卡隆沉默了很久。
“你确定他有这么多兵力?”
威廉想了想:“松平信纲手里能调动的水师力量,大约五十艘战船,八千人。”
“如果加上各地与他交好的藩主的援兵,总数可能达到一百多艘,两万多人。”
卡隆深吸了一口气。
“但他有条件,对吧?”
威廉点了点头。
“以为我对松平信纲了解,他的条件大抵就两个。”
“一是战后荷兰东印度公司必须协助幕府在琉球建立商馆;二是开放台湾北部的鸡笼给幕府作为停泊港。”

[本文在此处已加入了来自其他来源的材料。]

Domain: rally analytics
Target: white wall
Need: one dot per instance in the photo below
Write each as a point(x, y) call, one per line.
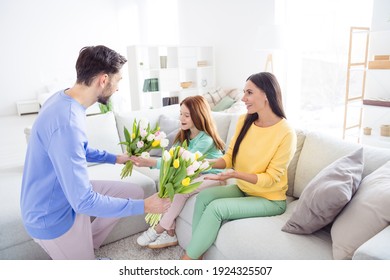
point(231, 26)
point(41, 40)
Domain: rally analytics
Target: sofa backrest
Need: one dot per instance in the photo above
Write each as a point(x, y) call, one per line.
point(319, 150)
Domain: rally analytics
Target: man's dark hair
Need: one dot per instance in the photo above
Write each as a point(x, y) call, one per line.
point(94, 60)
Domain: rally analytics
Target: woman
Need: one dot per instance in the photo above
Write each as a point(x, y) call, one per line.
point(259, 154)
point(199, 130)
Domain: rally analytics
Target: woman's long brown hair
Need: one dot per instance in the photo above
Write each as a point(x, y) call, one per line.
point(268, 83)
point(201, 116)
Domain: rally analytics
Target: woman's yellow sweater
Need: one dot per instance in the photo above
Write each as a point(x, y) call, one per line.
point(266, 152)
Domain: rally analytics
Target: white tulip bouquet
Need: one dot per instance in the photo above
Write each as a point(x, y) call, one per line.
point(141, 140)
point(179, 168)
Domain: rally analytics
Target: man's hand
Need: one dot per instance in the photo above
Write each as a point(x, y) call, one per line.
point(143, 162)
point(156, 205)
point(122, 159)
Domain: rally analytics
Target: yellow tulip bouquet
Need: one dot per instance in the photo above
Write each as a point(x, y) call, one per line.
point(179, 168)
point(141, 140)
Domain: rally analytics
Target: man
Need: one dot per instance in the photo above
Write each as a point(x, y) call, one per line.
point(57, 198)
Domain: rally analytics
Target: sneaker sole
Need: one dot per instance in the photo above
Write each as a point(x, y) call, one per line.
point(159, 246)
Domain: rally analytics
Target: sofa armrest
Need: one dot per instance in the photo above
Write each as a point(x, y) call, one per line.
point(376, 248)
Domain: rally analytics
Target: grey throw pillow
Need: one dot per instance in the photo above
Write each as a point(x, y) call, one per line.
point(326, 194)
point(171, 127)
point(365, 216)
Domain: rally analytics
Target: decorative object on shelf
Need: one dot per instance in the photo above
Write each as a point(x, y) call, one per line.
point(150, 85)
point(163, 61)
point(270, 38)
point(104, 108)
point(186, 84)
point(367, 130)
point(170, 100)
point(380, 62)
point(171, 65)
point(202, 63)
point(385, 130)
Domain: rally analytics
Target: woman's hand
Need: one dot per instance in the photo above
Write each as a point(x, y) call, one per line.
point(143, 162)
point(223, 176)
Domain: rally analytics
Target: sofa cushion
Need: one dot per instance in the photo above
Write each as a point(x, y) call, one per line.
point(326, 195)
point(102, 133)
point(376, 248)
point(301, 135)
point(366, 215)
point(318, 151)
point(254, 238)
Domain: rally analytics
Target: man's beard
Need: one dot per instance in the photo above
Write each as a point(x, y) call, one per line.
point(103, 99)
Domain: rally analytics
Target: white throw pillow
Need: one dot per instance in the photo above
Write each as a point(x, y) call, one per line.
point(366, 215)
point(171, 127)
point(102, 133)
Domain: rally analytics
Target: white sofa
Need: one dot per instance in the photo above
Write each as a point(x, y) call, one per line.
point(255, 238)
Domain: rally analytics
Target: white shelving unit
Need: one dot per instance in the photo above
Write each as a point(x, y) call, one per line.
point(376, 109)
point(181, 64)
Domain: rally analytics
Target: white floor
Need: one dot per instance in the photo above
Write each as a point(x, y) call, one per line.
point(13, 142)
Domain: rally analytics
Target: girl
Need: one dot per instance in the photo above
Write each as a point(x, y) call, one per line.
point(259, 153)
point(199, 130)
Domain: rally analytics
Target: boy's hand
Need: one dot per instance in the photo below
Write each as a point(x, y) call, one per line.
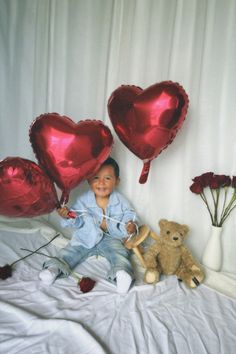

卡隆端着的红酒,沉默了片刻:“只要能保住热兰遮城,这些条件都可以答应。”
“但你能说服松平信纲出兵吗?”
威廉没有回答。
他走到书桌前,从抽屉里取出一封信函,信封是空白的,但封口处印着一枚印。
“这是松平信纲之前写给东印度公司的信函。”
威廉将那封信推到卡隆面前:“信里,他早就暗示过愿意合作。只不过之前我们一直没有正面回应。”
“那就去吧。”
威廉看了他一眼,点了点头,没有再说什么。
数个时辰,松平信纲的府邸。
夜色已深,但府邸后花园的暗门处有人影晃动。
威廉跟着一个佝偻的老仆人,穿过几条曲折的回廊,来到一扇不起眼的木门前。
老仆人在门上敲了三下,停顿了一下,又敲了两下。
门内传来一声低沉的应和,门被从里面拉开一道缝,露出一张满是皱纹的脸。
那张脸打量了威廉几息,然后点了点头,将门完全打开。
威廉侧身挤进门内,身后的木门又无声地合上了。
屋内是一间不算大的书房,四壁摆满了书架,书架上堆着汉籍、和书,还有几卷西洋地图。
壁炉里的火烧得正旺,将整个房间映得暖融融的。
书案后面,坐着一个五十来岁的男人。
瘦削,鹰钩鼻,他穿着一身深蓝色的直裰,没有戴冠,头发随意地盘在头顶,用一根木簪固定住。
手里端着一杯茶,茶汤碧绿,蒸汽在火光中袅袅升腾。
松平信纲没有起身,甚至连茶杯都没有放下,只是抬了抬下巴,示意威廉在对面的椅子上坐下。